MiniCPM-V 2.6 VideoMME Evaluation #Frames?
https://github.com/OpenBMB/MiniCPM-V/blob/a209258d851f404485e5ae25864417dff3bb74ca/eval_mm/vlmevalkit/vlmeval/dataset/videomme.py Code says 8 frames are used for a video. But the leaderboard says (https://video-mme.github.io/home_page.html#leaderboard) 64 frames are used. Can I know how many frames were used to produce the results in the leaderboard?
I also want to know if this 64 frames can only be less but not more. I want to process a long video, almost two hours, and only extracting 64 frames for understanding is a bit little.

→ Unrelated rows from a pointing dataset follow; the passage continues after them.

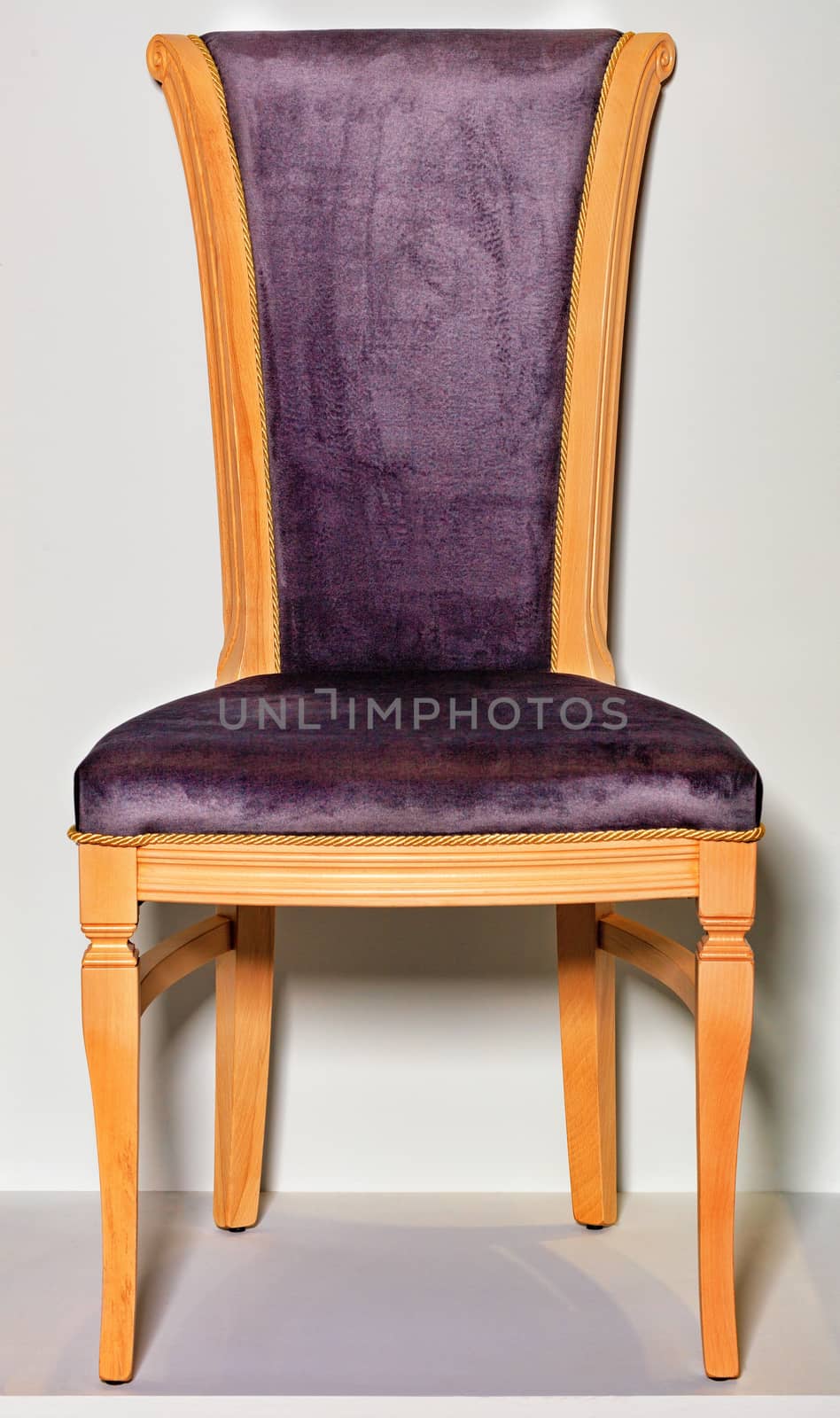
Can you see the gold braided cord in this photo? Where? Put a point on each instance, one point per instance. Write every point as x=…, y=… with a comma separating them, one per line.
x=655, y=834
x=575, y=292
x=237, y=175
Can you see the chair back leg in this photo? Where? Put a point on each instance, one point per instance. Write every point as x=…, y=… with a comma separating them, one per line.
x=245, y=987
x=724, y=1025
x=587, y=978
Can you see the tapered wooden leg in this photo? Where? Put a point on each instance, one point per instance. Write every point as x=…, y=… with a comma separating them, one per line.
x=724, y=1025
x=111, y=1021
x=245, y=985
x=587, y=978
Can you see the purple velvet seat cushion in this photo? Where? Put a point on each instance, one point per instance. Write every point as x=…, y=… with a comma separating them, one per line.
x=603, y=759
x=413, y=200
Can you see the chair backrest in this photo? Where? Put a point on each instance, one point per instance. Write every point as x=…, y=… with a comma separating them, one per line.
x=413, y=252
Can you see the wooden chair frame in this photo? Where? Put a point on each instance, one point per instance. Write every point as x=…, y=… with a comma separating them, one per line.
x=576, y=872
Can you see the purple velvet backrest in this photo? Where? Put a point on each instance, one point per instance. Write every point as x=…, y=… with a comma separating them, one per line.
x=413, y=202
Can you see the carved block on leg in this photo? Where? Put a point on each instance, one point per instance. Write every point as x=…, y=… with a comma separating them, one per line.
x=587, y=978
x=111, y=1021
x=724, y=1025
x=245, y=986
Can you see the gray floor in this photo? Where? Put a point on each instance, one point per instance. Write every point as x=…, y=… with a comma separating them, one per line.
x=498, y=1295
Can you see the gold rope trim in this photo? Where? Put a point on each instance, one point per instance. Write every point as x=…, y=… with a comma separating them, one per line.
x=573, y=297
x=687, y=834
x=219, y=89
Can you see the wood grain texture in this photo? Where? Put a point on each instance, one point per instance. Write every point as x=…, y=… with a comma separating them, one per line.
x=453, y=876
x=587, y=978
x=656, y=954
x=579, y=617
x=179, y=954
x=245, y=987
x=249, y=579
x=111, y=1023
x=571, y=876
x=724, y=1025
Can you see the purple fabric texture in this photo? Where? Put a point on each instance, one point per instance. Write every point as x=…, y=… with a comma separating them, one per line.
x=181, y=769
x=413, y=200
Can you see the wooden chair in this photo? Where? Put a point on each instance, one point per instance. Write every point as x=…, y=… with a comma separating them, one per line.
x=413, y=254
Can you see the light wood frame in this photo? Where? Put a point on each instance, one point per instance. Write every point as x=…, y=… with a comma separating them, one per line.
x=575, y=876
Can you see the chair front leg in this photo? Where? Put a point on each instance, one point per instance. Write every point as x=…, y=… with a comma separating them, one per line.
x=245, y=987
x=724, y=1025
x=587, y=978
x=111, y=1021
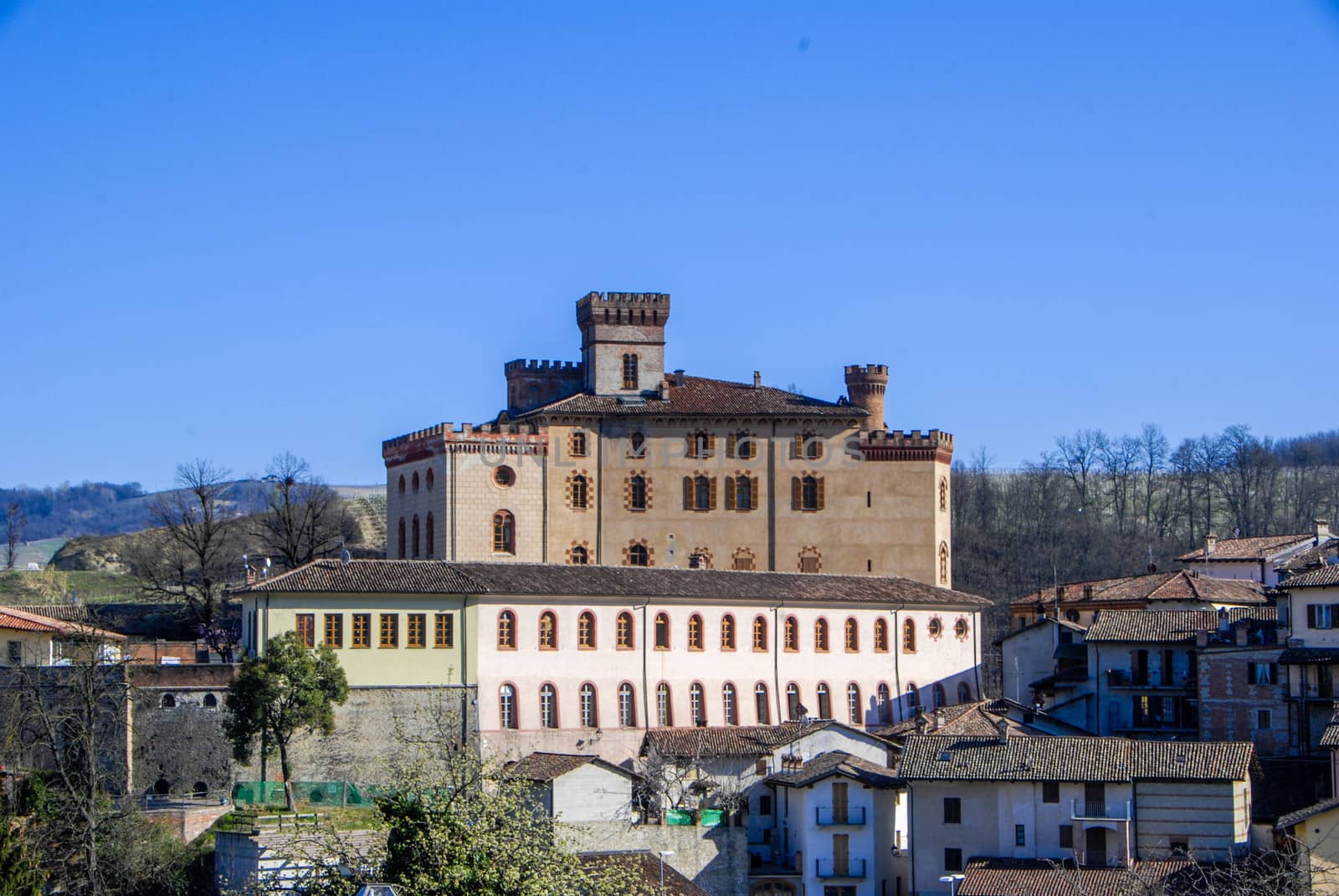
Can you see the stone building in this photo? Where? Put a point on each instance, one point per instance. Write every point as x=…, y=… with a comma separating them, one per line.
x=616, y=461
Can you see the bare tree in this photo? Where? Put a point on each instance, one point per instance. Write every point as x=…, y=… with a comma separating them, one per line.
x=305, y=519
x=15, y=520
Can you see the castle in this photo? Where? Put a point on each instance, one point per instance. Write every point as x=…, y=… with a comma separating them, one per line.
x=616, y=461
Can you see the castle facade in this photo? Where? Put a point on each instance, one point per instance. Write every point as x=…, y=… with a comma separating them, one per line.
x=616, y=461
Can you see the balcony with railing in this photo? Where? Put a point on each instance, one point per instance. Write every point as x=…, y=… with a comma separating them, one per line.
x=1098, y=811
x=829, y=868
x=829, y=816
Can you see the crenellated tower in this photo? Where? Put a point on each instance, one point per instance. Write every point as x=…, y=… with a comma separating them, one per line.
x=623, y=340
x=865, y=387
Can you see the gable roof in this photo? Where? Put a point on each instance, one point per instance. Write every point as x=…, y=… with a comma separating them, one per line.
x=1182, y=584
x=736, y=740
x=1180, y=626
x=1252, y=548
x=1075, y=760
x=546, y=766
x=837, y=762
x=445, y=577
x=700, y=396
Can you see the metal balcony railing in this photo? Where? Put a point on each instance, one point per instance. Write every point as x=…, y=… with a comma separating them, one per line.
x=839, y=816
x=1100, y=811
x=827, y=868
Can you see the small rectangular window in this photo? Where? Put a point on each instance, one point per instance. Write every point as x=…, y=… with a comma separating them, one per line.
x=444, y=631
x=390, y=630
x=305, y=627
x=362, y=630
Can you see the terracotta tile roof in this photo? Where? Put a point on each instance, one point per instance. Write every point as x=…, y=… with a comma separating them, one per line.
x=837, y=762
x=546, y=766
x=1042, y=878
x=729, y=740
x=1180, y=626
x=442, y=577
x=1255, y=548
x=1182, y=584
x=643, y=868
x=1316, y=579
x=1073, y=758
x=702, y=396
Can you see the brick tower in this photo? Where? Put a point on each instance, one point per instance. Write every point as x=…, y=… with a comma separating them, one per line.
x=623, y=340
x=865, y=387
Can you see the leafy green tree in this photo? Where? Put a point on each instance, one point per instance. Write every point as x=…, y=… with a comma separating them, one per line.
x=290, y=690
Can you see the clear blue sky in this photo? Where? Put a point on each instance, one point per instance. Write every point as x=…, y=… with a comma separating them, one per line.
x=239, y=228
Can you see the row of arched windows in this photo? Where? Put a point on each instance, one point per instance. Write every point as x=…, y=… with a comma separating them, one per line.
x=696, y=634
x=414, y=543
x=731, y=704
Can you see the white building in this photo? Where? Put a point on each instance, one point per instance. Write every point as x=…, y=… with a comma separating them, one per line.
x=1097, y=801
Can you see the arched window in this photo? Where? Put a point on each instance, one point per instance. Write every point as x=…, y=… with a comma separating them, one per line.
x=506, y=630
x=504, y=532
x=627, y=706
x=664, y=709
x=586, y=630
x=548, y=631
x=825, y=702
x=589, y=714
x=506, y=706
x=695, y=632
x=548, y=706
x=762, y=706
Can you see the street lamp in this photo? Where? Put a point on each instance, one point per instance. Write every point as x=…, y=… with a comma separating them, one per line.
x=663, y=853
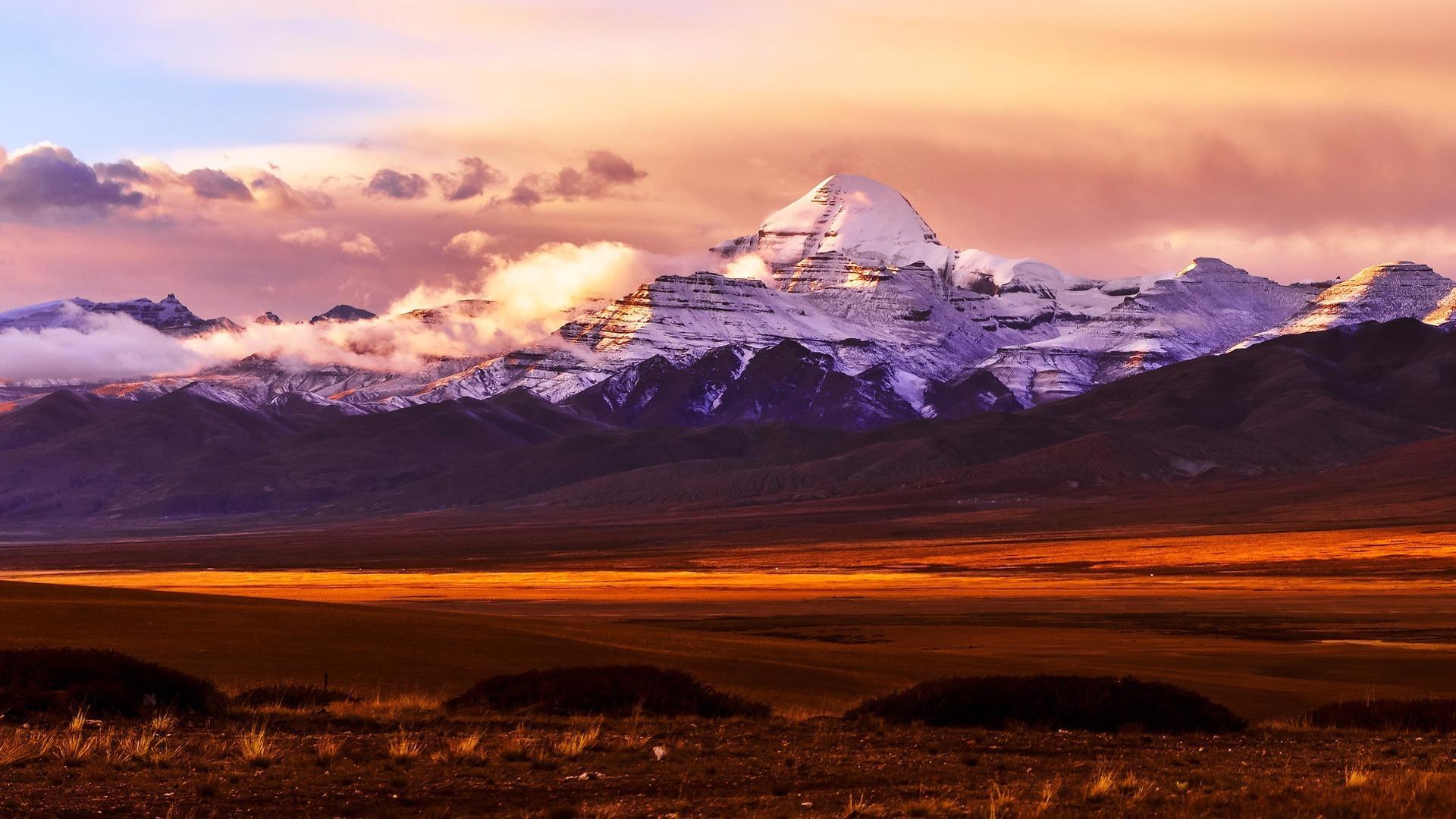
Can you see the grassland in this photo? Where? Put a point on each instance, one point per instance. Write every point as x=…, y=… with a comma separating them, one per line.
x=1269, y=621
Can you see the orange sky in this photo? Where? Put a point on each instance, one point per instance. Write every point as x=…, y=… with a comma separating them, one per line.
x=1109, y=139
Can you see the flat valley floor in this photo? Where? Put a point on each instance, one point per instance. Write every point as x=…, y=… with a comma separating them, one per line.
x=1267, y=618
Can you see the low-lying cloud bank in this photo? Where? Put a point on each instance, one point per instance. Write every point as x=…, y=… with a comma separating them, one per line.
x=99, y=347
x=513, y=302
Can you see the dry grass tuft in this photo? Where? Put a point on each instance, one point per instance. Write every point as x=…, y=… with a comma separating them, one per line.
x=403, y=748
x=1112, y=781
x=1049, y=796
x=459, y=749
x=858, y=806
x=405, y=707
x=145, y=748
x=18, y=748
x=517, y=745
x=162, y=722
x=998, y=800
x=74, y=748
x=327, y=749
x=577, y=741
x=256, y=748
x=934, y=808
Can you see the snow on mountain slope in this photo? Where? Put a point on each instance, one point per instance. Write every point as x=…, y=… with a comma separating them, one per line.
x=1203, y=309
x=852, y=216
x=1382, y=292
x=854, y=283
x=854, y=273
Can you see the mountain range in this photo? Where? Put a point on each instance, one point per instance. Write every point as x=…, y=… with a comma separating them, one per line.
x=856, y=309
x=843, y=350
x=1308, y=404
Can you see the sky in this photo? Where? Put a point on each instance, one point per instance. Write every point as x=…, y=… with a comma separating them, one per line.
x=293, y=155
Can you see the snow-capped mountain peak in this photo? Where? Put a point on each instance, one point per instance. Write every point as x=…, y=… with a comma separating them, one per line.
x=1210, y=268
x=854, y=216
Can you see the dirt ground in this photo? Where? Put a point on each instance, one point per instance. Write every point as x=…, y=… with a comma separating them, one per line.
x=413, y=765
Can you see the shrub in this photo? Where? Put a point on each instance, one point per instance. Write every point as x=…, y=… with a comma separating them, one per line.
x=291, y=695
x=1433, y=714
x=604, y=689
x=66, y=681
x=1085, y=703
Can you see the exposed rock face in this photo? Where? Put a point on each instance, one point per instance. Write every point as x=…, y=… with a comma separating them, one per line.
x=1379, y=293
x=343, y=314
x=785, y=382
x=169, y=315
x=840, y=309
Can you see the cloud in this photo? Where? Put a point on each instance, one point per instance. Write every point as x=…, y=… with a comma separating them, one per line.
x=281, y=196
x=101, y=347
x=603, y=175
x=308, y=237
x=121, y=171
x=472, y=243
x=522, y=300
x=212, y=184
x=471, y=181
x=397, y=186
x=750, y=265
x=359, y=245
x=362, y=245
x=49, y=178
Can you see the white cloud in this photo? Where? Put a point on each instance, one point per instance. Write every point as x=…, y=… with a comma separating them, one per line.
x=101, y=347
x=362, y=245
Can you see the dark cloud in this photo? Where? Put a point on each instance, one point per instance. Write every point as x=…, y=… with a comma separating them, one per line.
x=612, y=168
x=523, y=196
x=212, y=184
x=601, y=177
x=121, y=171
x=471, y=181
x=284, y=196
x=397, y=186
x=52, y=178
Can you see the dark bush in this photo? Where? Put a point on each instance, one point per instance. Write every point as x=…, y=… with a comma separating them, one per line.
x=604, y=689
x=61, y=681
x=1084, y=703
x=1388, y=714
x=291, y=695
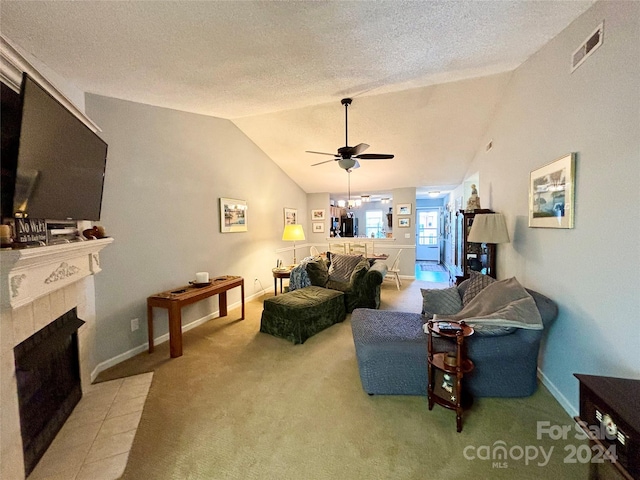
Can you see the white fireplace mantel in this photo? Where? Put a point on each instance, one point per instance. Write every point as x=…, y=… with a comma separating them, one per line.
x=31, y=273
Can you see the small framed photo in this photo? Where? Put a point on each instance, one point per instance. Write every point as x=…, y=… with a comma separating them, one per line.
x=233, y=215
x=552, y=193
x=404, y=209
x=290, y=216
x=317, y=215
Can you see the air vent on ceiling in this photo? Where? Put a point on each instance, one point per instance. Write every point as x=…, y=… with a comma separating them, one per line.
x=588, y=47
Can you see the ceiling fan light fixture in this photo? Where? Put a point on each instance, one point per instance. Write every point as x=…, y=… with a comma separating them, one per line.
x=347, y=163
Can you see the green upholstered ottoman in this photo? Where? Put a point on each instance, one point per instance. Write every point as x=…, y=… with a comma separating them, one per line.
x=298, y=315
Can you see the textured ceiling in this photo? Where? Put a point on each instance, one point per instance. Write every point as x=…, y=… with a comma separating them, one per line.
x=425, y=75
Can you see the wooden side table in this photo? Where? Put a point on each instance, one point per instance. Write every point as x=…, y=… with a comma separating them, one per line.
x=174, y=300
x=446, y=369
x=280, y=273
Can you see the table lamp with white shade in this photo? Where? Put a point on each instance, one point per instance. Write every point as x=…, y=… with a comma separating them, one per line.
x=293, y=233
x=491, y=229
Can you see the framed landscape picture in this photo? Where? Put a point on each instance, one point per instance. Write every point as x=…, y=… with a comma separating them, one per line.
x=552, y=194
x=290, y=216
x=233, y=215
x=317, y=215
x=404, y=209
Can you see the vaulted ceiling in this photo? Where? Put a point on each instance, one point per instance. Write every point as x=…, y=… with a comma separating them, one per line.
x=425, y=76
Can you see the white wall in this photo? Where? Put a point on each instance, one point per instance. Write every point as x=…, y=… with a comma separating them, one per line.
x=166, y=171
x=593, y=270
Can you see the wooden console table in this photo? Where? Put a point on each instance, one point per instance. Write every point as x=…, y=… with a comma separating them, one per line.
x=173, y=300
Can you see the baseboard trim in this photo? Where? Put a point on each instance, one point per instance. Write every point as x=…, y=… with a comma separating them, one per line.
x=560, y=398
x=164, y=338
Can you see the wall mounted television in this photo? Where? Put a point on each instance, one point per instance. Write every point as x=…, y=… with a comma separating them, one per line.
x=59, y=163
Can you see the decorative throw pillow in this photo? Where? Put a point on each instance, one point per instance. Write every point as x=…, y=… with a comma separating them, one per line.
x=445, y=301
x=477, y=282
x=359, y=272
x=482, y=330
x=318, y=272
x=342, y=266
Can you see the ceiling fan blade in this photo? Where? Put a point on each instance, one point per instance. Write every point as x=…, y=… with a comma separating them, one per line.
x=361, y=147
x=322, y=153
x=326, y=161
x=374, y=156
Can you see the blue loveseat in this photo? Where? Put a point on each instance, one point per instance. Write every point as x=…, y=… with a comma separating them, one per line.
x=391, y=352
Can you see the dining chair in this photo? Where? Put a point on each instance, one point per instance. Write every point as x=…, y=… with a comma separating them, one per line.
x=394, y=272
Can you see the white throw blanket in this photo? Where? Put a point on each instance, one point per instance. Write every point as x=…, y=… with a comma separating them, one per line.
x=505, y=303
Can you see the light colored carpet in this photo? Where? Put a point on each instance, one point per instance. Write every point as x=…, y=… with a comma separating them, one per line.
x=240, y=404
x=431, y=267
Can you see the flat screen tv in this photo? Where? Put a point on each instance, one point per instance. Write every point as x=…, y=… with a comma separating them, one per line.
x=61, y=163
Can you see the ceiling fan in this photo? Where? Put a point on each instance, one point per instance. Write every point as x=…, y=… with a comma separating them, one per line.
x=347, y=157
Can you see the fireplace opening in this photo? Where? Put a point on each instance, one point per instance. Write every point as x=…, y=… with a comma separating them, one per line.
x=48, y=378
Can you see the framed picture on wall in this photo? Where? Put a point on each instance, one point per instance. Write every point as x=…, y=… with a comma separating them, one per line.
x=317, y=215
x=552, y=194
x=233, y=215
x=290, y=216
x=404, y=209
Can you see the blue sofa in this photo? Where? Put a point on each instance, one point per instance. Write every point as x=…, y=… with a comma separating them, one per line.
x=391, y=350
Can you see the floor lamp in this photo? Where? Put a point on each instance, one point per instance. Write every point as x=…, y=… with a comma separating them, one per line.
x=293, y=233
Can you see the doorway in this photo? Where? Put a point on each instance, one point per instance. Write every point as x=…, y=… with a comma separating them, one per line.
x=428, y=234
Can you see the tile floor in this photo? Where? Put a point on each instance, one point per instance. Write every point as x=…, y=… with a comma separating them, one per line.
x=94, y=442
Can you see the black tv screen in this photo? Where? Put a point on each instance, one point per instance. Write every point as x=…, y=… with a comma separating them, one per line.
x=60, y=163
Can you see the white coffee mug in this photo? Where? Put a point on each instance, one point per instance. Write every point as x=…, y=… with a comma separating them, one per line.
x=202, y=277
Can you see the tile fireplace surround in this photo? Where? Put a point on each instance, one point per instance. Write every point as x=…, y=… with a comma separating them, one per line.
x=38, y=285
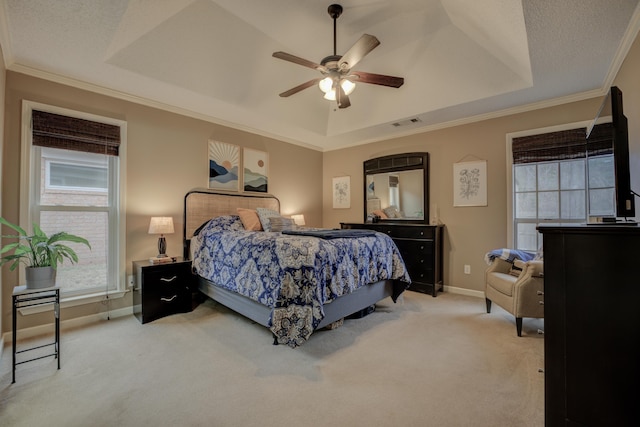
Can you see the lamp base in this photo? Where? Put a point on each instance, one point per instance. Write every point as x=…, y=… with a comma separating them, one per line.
x=162, y=247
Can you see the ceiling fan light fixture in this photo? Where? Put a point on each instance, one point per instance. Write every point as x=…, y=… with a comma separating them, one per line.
x=326, y=85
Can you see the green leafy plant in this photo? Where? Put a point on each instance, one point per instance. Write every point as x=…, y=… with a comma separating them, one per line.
x=38, y=249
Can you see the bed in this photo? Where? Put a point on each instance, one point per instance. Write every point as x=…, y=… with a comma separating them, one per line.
x=269, y=291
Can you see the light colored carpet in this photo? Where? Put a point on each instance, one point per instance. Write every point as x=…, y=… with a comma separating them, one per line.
x=422, y=362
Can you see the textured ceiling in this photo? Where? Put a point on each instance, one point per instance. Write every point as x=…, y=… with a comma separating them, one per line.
x=461, y=59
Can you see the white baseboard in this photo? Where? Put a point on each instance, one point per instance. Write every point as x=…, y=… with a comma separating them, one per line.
x=71, y=323
x=464, y=291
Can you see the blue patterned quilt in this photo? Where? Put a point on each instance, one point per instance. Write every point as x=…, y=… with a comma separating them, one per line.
x=293, y=275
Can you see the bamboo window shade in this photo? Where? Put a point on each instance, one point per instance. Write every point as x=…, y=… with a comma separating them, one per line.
x=71, y=133
x=563, y=145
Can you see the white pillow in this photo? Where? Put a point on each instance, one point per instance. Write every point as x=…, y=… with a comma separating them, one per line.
x=264, y=214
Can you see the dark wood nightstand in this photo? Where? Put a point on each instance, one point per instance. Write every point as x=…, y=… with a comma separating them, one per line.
x=162, y=289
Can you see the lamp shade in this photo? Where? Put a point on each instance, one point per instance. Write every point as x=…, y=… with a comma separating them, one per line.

Also, could you explain what these parameters mean? max_slice_nums, image_feature_size, MAX_NUM_FRAMES
Thanks in advance :)
Minicpm-v 2.6 has not been evaluated on video-mme using vlmevalkit. Our evaluation setting for video-mme is as follows: max_slice_nums=1 and MAX_NUM_FRAMES=64.
max_slice_nums represents the maximum number of slices when encoding a single image, MAX_NUM_FRAMES denotes the maximum number of frames extracted from a video, and image_feature_size=64 indicates that the token length for representing a single image (or slice) is 64.